The focus on city planning and public transportation trends is particularly interesting, especially as central locations become more densely populated.
This will put the existing public and inner-city transport options under increased pressure, and ultimately force authorities to develop more viable and effective solutions.
One potential solution exists in the form of micro-electric or “rideable” transport, which is compact, portable and capable of reducing the levels of congestion on the road. At the same time, this type of transport is extremely Eco-friendly, meaning that it will contribute to reduced carbon emissions and help to manage the impact of climate change.
But what’s the most likely micro-electric transportation mode to make an impact in nations such as the UK? We’d argue that it’s electric or so-called “boosted” skateboards, which are currently available with retailers such as SkateHut and represent the next generation of boarding.

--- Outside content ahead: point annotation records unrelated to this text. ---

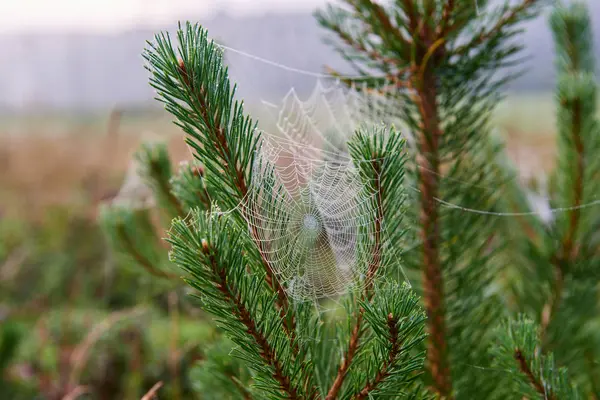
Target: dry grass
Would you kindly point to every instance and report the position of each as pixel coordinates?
(74, 168)
(78, 163)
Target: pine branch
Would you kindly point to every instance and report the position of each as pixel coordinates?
(385, 165)
(214, 251)
(155, 170)
(195, 88)
(397, 323)
(510, 17)
(148, 265)
(242, 313)
(533, 380)
(446, 98)
(517, 350)
(384, 371)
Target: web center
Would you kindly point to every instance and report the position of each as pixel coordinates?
(311, 223)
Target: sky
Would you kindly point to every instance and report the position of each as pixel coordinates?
(115, 15)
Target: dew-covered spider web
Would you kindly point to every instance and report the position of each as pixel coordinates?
(312, 214)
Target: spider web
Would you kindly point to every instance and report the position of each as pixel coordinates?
(308, 208)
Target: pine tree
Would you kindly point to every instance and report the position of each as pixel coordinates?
(556, 282)
(443, 198)
(442, 58)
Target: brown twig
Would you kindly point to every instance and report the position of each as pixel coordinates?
(384, 371)
(225, 154)
(151, 394)
(374, 265)
(243, 315)
(533, 380)
(425, 97)
(568, 250)
(76, 392)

These products are highly engineered and lightweight, while they’ve also been designed with long distance riders in mind. As a result, they have genuine potential as a viable mode of transportation for the next generation of commuters, particularly in densely populated areas and inner-city locations.
How will they Impact Transportation in the UK?
One of the initial stumbling blocks with boosted boards is their price, as they tend to range between £949 and £1,499 in the current market.
However, such an investment offers genuine value in instances where boards are to be used as a mode of commutable transportation, particularly in terms of the money saved on diesel or train fares over the longer-term.
With this in mind, the question that remains is how the popularisation of boosted boards would impact on city planning in the UK. In truth, local authorities would adapt to the change in the same way that they have others, by restructuring the urban landscape and creating targeted travel lanes and zones for boarders.
After all, we have seen similar changes with the arrival of each and every major transportation paradigm, from the introduction of the horse and carriage (when streets were narrower) to the emergence of automotive vehicles (when the roads were widened).
So while the idea of electric skateboards whizzing across the UK roads may seem fanciful now, this undoubtedly represents the future of transportation in densely populated areas.